A home is likely the largest investment you will ever make, and most people go into the process mindful of how stressful it can be. It goes far beyond simply finding the perfect property, there’s stress about spending in the run-up and the mortgage approval process.
Purchasing a house is a stressful process, and it can be daunting – even for experienced buyers. There’s an extra layer of complexity for first-time buyers though, and that means lots of questions, particularly around building inspections and mortgage approvals.
What is a bank valuation inspection?
A bank valuation inspection is simply a home inspection for a mortgage carried out by a property valuer. It’s a thorough visual inspection to assess the property for sale and is arranged by the bank to protect their interests. It is carried out by a property valuer who is qualified to perform a detailed inspection and make an accurate assessment.
The bank’s valuation inspection will be considering and reporting back to the bank on the condition of the property “as-is” on the day. They will be taking measurements, making notes, and taking photos for the bank’s records. The bank valuation inspection will look at the land, the dwelling and any other site improvements like pools and landscaping. The valuer will look at the condition and quality of all aspects of the property and make a comparison to other properties in the area.
Bank’s valuation inspection versus pre-purchase building inspection
A market valuation is what sellers and buyers use to determine the value of the property and they are typically higher than a bank valuation. They are reflective of the market.
A pre-purchase building inspection and pest inspection forms part of the property purchase contract. There should be a building and pest clause in any property purchase contract – this allows you to have an inspection completed and pull out of the purchase if something serious is found.
Your independent pre-purchase building inspection report details the condition of the property and is not a valuation of the property. Your pest inspection will ensure there aren’t signs of a current pest infestation or prior damage due to an earlier infestation. Both these reports allow you to make an informed decision about whether you are prepared to pay the asking price for the property in its current state. This is a necessary part of the due diligence required when purchasing a property.
Your building inspector will use the latest tools and technology to uncover any issues hiding beneath the surface. Inspectors look at the property’s structure and overall build, noting any issues including signs of dampness, subsidence, cracking, compliance issues, wood rot etc. Your inspector will document their evidence in writing and with photos.
A bank valuation is unlikely to align with the building inspection and the price you pay. A bank valuation is calculated using the LVR or loan-to-value ratio, influencing the borrowing amount.

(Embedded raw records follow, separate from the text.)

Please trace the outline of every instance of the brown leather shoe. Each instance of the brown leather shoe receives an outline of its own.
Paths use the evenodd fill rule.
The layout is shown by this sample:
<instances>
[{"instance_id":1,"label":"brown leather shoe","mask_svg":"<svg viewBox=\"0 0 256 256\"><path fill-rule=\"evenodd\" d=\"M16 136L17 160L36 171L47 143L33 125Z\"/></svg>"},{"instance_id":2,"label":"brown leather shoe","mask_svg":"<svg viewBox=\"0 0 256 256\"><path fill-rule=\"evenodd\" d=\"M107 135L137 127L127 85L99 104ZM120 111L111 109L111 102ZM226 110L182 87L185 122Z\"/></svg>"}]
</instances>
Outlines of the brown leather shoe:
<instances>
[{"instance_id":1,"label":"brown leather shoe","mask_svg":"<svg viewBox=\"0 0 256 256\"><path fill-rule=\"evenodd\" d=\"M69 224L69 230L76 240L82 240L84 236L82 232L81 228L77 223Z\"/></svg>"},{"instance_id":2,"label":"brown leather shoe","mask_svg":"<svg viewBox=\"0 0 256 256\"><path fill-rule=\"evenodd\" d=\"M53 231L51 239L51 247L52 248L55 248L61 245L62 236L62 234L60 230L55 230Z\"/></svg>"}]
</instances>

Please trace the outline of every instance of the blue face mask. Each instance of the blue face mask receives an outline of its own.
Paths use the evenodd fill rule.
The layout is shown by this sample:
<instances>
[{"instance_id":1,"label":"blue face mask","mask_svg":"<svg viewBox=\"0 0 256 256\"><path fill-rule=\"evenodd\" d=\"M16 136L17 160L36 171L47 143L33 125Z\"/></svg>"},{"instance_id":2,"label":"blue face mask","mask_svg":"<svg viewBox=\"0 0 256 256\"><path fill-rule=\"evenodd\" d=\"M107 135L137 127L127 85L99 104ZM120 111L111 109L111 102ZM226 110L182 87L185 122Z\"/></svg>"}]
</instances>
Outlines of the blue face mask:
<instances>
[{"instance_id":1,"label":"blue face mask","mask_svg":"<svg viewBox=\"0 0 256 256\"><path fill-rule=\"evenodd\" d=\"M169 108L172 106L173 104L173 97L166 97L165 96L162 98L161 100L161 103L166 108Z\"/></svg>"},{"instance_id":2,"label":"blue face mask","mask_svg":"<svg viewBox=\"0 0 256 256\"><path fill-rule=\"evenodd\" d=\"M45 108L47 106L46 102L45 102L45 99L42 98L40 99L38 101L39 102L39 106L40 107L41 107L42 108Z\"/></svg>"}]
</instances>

The higher the LVR, the more at risk you are to interest rates because you are borrowing more.
Bank valuations consider several factors including comparable prices in the area and the property’s condition. If, after their inspection and research, the bank deems a property value lower than the purchase price, you must find additional funds to complete the purchase. You may also need to take mortgage insurance from the lender. Just because you think the property is worth the price on the contract does not mean the bank will hold the same opinion.
Essentially, the bank valuation is for the lender to calculate risk and determine whether a loan is too risky or not.
Do mortgage lenders require a home inspection?
Not technically, but that doesn’t mean a mortgage lender won’t request the building inspector report to ensure they are lending money to someone capable of making solid financial decisions. Ultimately, banks avoid lending to people with a track record of making poor financial decisions and choosing to purchase a property without an inspection is considered unwise. This is evidenced by what the big four banks have to say on the matter.
Australia’s biggest banks recommend having a building inspection carried out – at least before settlement day. Trying to avoid the additional expense of a building inspection could cost you much more down the track – especially if you discover you’ve unknowingly purchased a property that needs major repairs.
You don’t normally need to provide the bank with the report. That doesn’t mean a bank won’t recommend an inspection or order their own inspection. If a valuer has raised the alarm about the state of a property, they can and will take this step. The resulting building inspection report can impact whether a mortgage is approved. If the inspection uncovers a defect that greatly reduces a property’s value, the bank may pass on extending a mortgage loan. In this case, the loan office or mortgage broker can advise you on the next steps.
The biggest banks also recommend carrying out a pre-settlement or final inspection. This is slightly different to the standard building inspection, but it will ensure the property is still in the same condition as when you first viewed it. The purchaser and the estate agent generally carry out this inspection, but a professional inspector can also complete the task.
A professional building inspection is the best way to get a complete picture of the property you intend to buy. It will enable you to make an informed decision about the sale. In addition, providing a copy of the report to your bank may bolster your chances of receiving a loan. Most major lenders expect it to form part of your application so be sure to book in your inspection early.